Saturday, April 02, 2011

Things we can all learn from Weight Watchers

Weight Watchers has been in the business of helping people live a healthier life for over 40 years. In that time it has produced numerous testimonials and noteworthy innovations in the field of weight loss, dieting and healthy eating.

But even if you are fit, healthy, eating well or even apathetic, several axioms hold true across any endeavor:

  • Start with a goal or target

    In Weight Watchers, you start with a target weight loss (e.g., 30 pounds). To achieve this (without specific regard to a timeline) you are given a daily "budget": x points per day that represent a target calorie intake. If you meet (but do not exceed) the intake level over the course of a week, you are poised to burn more calories than you consumed.

    In life, you need to know where you're going to be successful (you define your own success). Dreams are important, but you need a tangible result in mind to move forward. Goals are your vehicle to getting where you want to go.

    Your first goal is strategic: where do I want to be in a year? What you must do to accomplish that goal is tactical: how will I get there?

  • Write things down

    "If you don't write it down, it never happened."

    You learn about yourself when you journal. Knowing your "budget" or "plan" limits helps to hold yourself accountable to your goals.

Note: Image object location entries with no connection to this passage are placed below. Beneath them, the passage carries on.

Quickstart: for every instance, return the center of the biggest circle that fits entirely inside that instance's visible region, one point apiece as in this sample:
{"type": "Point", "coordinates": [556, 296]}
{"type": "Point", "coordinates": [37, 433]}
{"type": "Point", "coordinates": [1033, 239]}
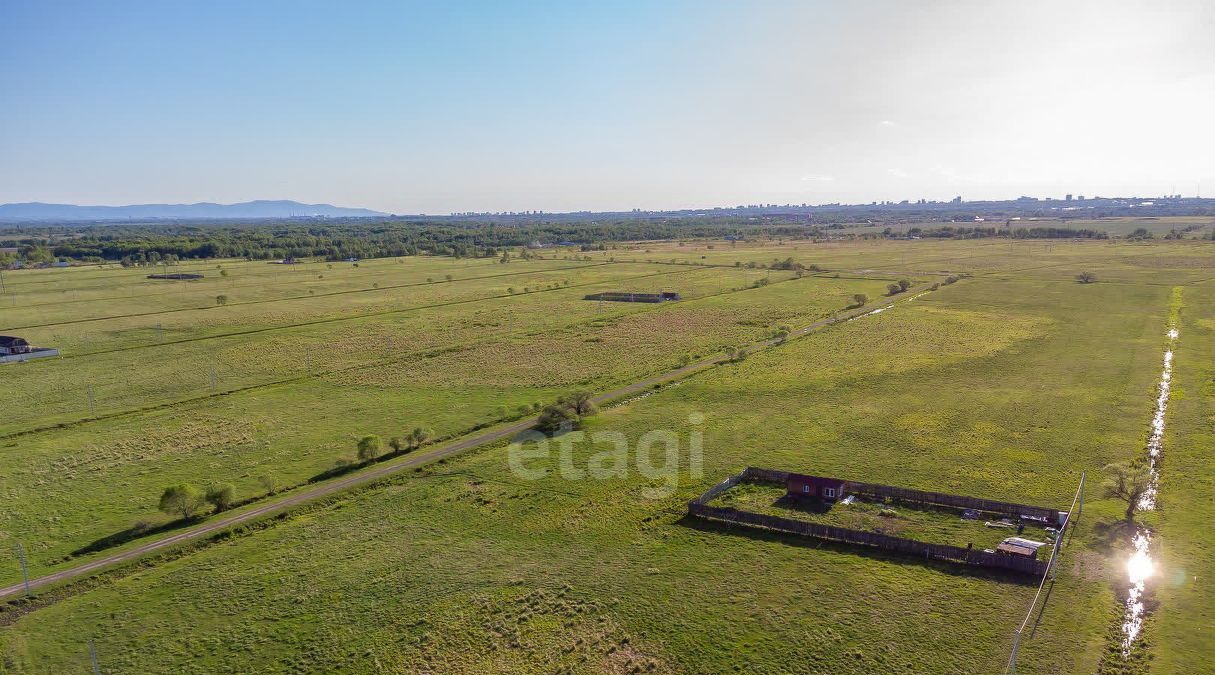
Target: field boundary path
{"type": "Point", "coordinates": [276, 506]}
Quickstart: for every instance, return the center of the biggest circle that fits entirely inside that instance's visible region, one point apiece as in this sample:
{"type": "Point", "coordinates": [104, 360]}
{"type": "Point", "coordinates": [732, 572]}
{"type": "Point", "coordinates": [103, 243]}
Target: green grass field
{"type": "Point", "coordinates": [1005, 385]}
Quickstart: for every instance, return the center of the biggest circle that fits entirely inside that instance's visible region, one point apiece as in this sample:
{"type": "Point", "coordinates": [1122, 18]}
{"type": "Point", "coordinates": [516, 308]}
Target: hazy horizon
{"type": "Point", "coordinates": [478, 107]}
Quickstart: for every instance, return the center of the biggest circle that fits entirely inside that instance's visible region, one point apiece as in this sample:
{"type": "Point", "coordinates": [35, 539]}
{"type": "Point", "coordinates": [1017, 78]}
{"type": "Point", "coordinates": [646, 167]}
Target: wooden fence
{"type": "Point", "coordinates": [701, 509]}
{"type": "Point", "coordinates": [898, 544]}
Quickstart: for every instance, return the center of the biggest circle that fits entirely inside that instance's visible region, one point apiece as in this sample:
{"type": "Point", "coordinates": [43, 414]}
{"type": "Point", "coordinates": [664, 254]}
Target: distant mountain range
{"type": "Point", "coordinates": [259, 209]}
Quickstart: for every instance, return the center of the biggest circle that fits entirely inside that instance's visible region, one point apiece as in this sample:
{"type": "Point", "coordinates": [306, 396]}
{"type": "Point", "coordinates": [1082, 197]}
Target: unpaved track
{"type": "Point", "coordinates": [395, 466]}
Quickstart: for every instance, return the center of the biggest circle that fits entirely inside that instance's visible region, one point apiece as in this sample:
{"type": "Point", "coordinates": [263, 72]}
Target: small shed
{"type": "Point", "coordinates": [11, 345]}
{"type": "Point", "coordinates": [1019, 546]}
{"type": "Point", "coordinates": [798, 486]}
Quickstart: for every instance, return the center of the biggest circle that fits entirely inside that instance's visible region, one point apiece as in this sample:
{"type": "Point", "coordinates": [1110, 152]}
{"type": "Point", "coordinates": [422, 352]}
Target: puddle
{"type": "Point", "coordinates": [883, 307]}
{"type": "Point", "coordinates": [1140, 567]}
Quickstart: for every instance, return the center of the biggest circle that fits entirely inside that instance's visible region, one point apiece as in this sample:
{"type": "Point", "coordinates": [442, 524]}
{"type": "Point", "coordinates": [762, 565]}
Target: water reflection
{"type": "Point", "coordinates": [1141, 566]}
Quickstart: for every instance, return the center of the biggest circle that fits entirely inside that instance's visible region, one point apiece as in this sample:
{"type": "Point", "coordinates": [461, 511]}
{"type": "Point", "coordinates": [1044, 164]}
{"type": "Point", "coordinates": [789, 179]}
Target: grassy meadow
{"type": "Point", "coordinates": [1006, 385]}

  • If you work the system, the system works

    Success is in the details, and the details are in the plan of action. When you stick to the script, you stay on target. Diligence brings focus.
  • Learn, and share, the art of failure

    The writer of the book of James says we all stumble in many ways. In any group environment such as Weight Watchers, the safety and accountability is in knowing people have similar stories.

  • Creativity abounds in safe company

    When you have a group of people you can be open and honest with, you can explore challenges in a more meaningful way. And you open yourself to more creative thought than you might otherwise.

  • Confession is good for the soul

    Sometimes we just need to vent our spleen. To share what's on our mind and know we're safe doing it.

  • Three simple words: "So do I."

    Best of all is when we know the people we're being vulnerable with can identify with our circumstances.